The Unfortunate One Two Punch of Bankruptcy and Divorce
It’s not uncommon for people facing divorce to remove the rose colored glasses and see their former dream girl or prince charming for who they really are. Unfortunately for some, this clarity lends itself to the discovery of a caliber of character somewhere between a used car salesman and the devil incarnate. While most feel a sense of relief when their final judgment is entered, these disenchanted few experience debilitating panic expecting their former soul mate to do whatever possible to welsh on their obligations. And, it’s no wonder. Once upon a time, these grass widows biggest fear would have been their ex hightailing it to the Maldives with the babysitter and the family nest egg.

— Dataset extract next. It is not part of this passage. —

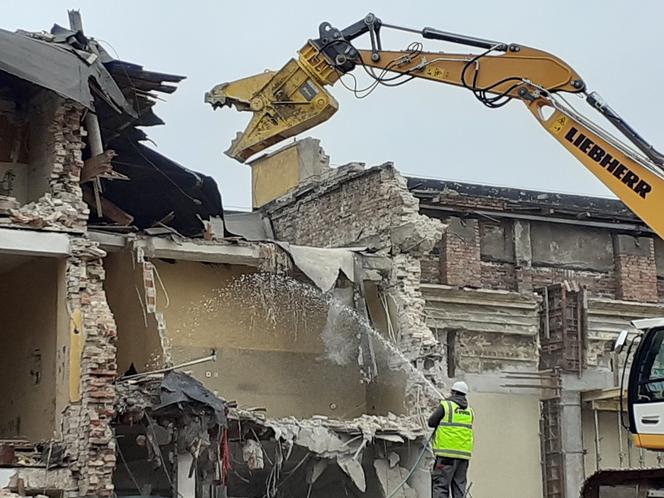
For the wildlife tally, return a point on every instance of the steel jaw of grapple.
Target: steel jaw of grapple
(283, 103)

Today’s economic climate, however, has introduced them to a new keyword (and an increased dosage of Xanax).
What Qualifies as a Bankruptcy Discharge?

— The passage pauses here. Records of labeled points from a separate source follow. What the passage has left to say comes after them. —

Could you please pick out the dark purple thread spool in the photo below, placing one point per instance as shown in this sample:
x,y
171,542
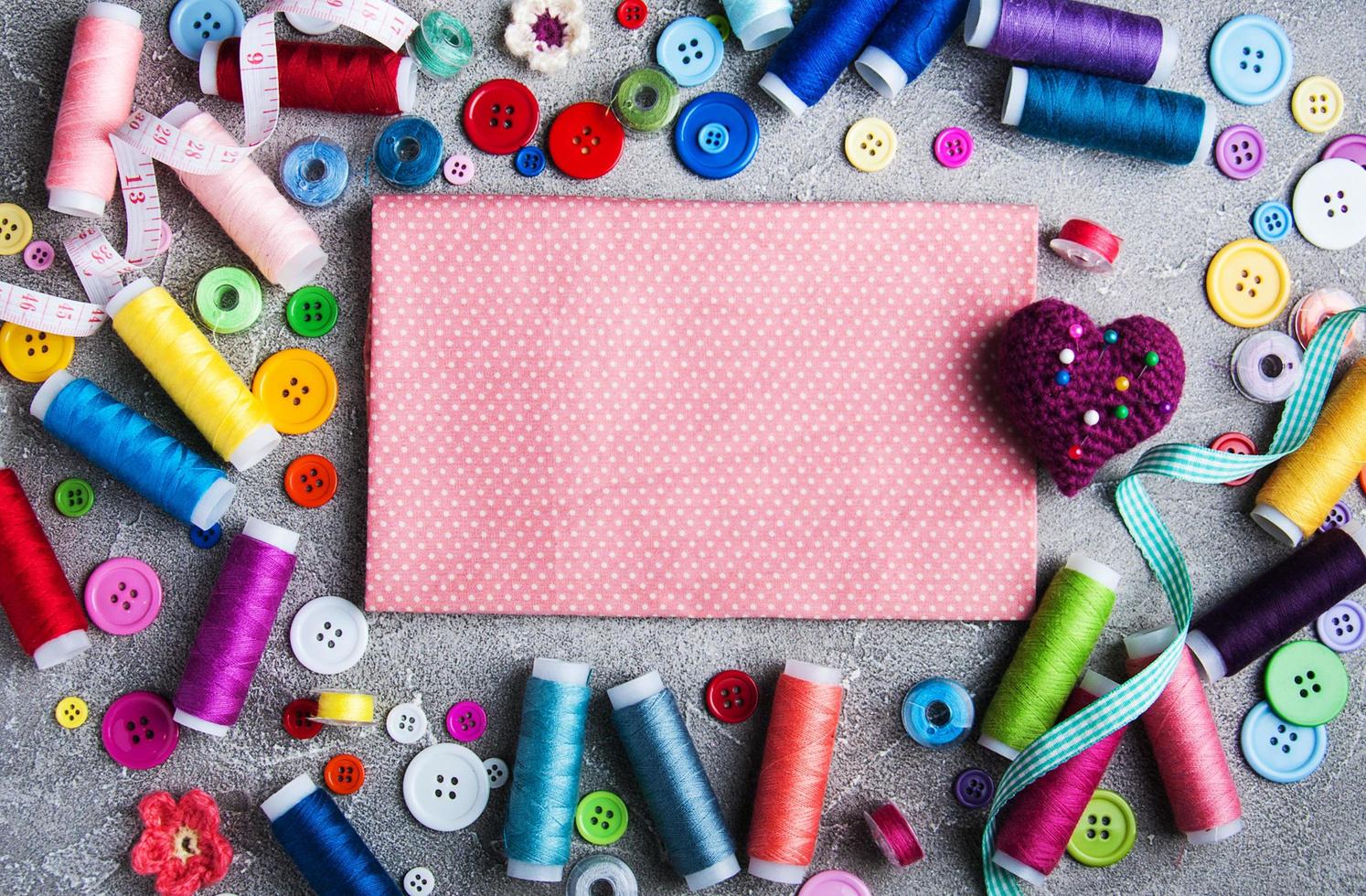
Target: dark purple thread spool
x,y
1077,36
1279,603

Prior to the enactment of the Bankruptcy Abuse Prevention and Consumer Prevention Act in 2005, divorcees were able to discharge many debts associated with property settlements. This was due to the existence of a distinction between the former and debts relating to support obligations, which are never dischargeable. The Act changed this by expanding the definition of nondischargeable debts and placing them under an umbrella of nondischargeable domestic support obligations. These obligations include health, life and disability insurance, retirement benefits, obligations to pay tax liabilities and obligations to make mortgage payments. This means that the big bad bankruptcy ghost you heard horror stories about doesn’t have the teeth that it once did. Cue the collective sigh of relief.
Of course, there are still certain obstacles one can face. For example, this only applies to bankruptcy sought under Chapter 7; meaning that property settlement debts are still dischargable under Chapter 13. To ensure your assets are protected, it is important that you are educated by a family law attorney you can trust.